I remember my last Sunday at my church. My family wanted me to be able to make a profession of faith at the place where I had grown up. After I made my profession of faith, my childhood best friend, worship leader, and I sang one of my favorite worship songs, and halfway through, I started crying. Once the song was over, my best friend hugged me and then went to the bathroom as I gave a hug to the pastor (her dad), and her mom. I walked into the back hallway with my mom just sobbing. I found my childhood best friend, her older sister, and her mom crying in the bathroom, and we all just cried together for a while. That was my last day there.
The first day at a possible church was my aunt’s church—we wanted to start easy. The first day there, my mom and sisters and I cried (a lot).
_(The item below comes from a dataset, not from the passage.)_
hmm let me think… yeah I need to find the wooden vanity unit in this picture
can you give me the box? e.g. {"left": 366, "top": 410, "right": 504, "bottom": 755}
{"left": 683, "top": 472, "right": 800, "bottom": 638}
I remember standing in the corner of the lobby with my sisters, wishing we could get out of there. At the time, I had no idea that that church could bring me some of the best friends I could ask for
The next thing was when I lost some of my best friends. I’m not going to go too much into it, but it all started with a lot of rumors and now, I realize, twisted-up words. I don’t know if I’ll ever know the full story, but I do know that it changed my life. It made me realize who my real friends are, and I don’t regret that any of it happened. Maybe I’d change how it went, but I wouldn’t change that it happened.
The change in my life has made me who I am today. It’s introduced me to my best friends, it’s made me grow closer to my sisters, and it’s made me more in touch with my emotions. It’s made me look back on moments and regret them, and even apologize.
The time one of my best friends and I grew apart for a while was one of the worst times in my life. Once we became friends again, we realized that our time apart helped us grow even closer. It made us both realize that we should’ve done things differently, and we apologized and moved on. If some of these moments never happened, I might not be as close with her as I am now.
These moments broke my heart at the time, but I’ll forever be grateful that they happened because they made me become the person I am today. I don’t know where I would be without them, and I don’t know who my friends would be without them.
No matter how much the past hurt, I wouldn’t change a thing. I’m proud of who I’m becoming, and I’m proud of the friends that I have now. There’s nothing I would do differently. I’m thankful for the past for shaping me into who I am today. There’s nothing about it that I would change.